1-    La persona con capacidades restringidas debe poder integrarse a su grupo de pertenencia y al medio en el que desea desenvolverse, sin que existan barreras que impidan o dificulten el desarrollo de sus actividades en su entorno social y físico.

Un importantísimo cúmulo de tratados internacionales, la Constitución Nacional, leyes nacionales, provinciales y distinta normativa legal, establecen y garantizan las condiciones de igualdad de las personas con capacidades restringidas, en el goce de sus derechos civiles y en el ejercicio de las actividades que desempeñan ¿Por qué razón estaría exento el turismo de este marco legal? ¿No tiene acaso una persona anciana, una embarazada, un hemipléjico, un enyesado, un sordo, un niño pequeño –pos caso- a disfrutar de los atractivos naturales y/o culturales de un determinado lugar geográfico, si así lo deseara? ¿No puede acaso un cuadripléjico ver salir el sol detrás de una montaña en la cordillera? ¿No tiene derecho un ciego a bañarse en un lago o a oler la fragancia de una flor?

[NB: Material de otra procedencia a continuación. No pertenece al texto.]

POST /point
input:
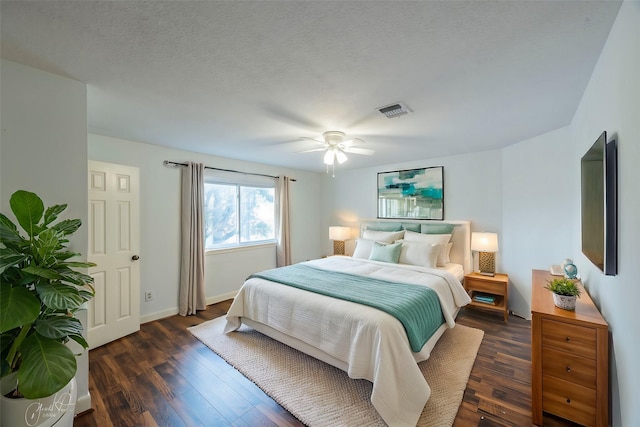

Todas las personas, sin discriminación alguna, deben tener la oportunidad de participar de actividades turísticas y disfrutar de los beneficios que estas ofrecen: además del descanso y el relax que mejoran la salud y nos alejan de las tensiones cotidianas, y de la posibilidad de recrear los vínculos familiares y colmarnos de nuevas vivencias, el turismo nos permite mejorar nuestra calidad de vida en los aspectos psicológicos y abre nuestra mente a nuevas alternativas. Puede invitarnos a tener un pleno contacto con la naturaleza o la más intensa unión con nuestro interior. Pero siempre nos va a llevar a un cambio, a lo nuevo, a lo diferente, y eso nos hace crecer como personas…

El turismo accesible no hace más que constituir un acto de justicia hacia todas aquellas personas que por el solo hecho de tener alguna de sus capacidades restringidas, se encuentra frente a barreras físicas, sociales y comunicacionales que le dificultan –e incluso le impiden- el libre goce de su tiempo libre. El turismo accesible es un derecho que hace a la dignidad y realización humana de las personas con capacidades restringidas, y una obligación para toda la sociedad.

2-   El otro fundamento para el turismo accesible radica en la demanda potencial de bienes y servicios turísticos que implica la consideración de los turistas con capacidades restringidas.

La Organización Mundial de Turismo prevé un permanente incremento en el mercado turístico mundial (937 millones de personas, para 2010.)

En este contexto, las personas con limitaciones en sus capacidades y sus grupos familiares o de pertenencia constituyen un segmento de mercado por demás interesante desde el punto de vista comercial, como demandantes de bienes y servicios turísticos.  Pero, ¿le interesa verdaderamente a alguien competir por este mercado altamente deseable -y rentable-?. Es común considerar erróneamente que las personas con capacidades restringidas “son pocas”, pero en verdad constituyen una porción más que considerable de la sociedad y -en consecuencia- un porcentaje importante de la demanda turística.

En función de lo expuesto anteriormente, el turismo y el desarrollo de las actividades recreativas deben apuntar también a las personas con capacidades restringidas, no sólo por motivos sociales sino también porque es un buen negocio. Para esto, deben desarrollarse planes estratégicos competitivos que ofrezcan nuevos productos y servicios, creen atractivos novedosos, diversifiquen la oferta y proporcionen una mejor calidad de servicio, sin exclusiones.

Por supuesto que para ello hay que invertir: por ejemplo, hoteles y establecimientos turísticos renuevan periódicamente sus instalaciones, y las tareas de adaptación a las necesidades de personas con capacidades restringidas pueden ser parte de esa renovación.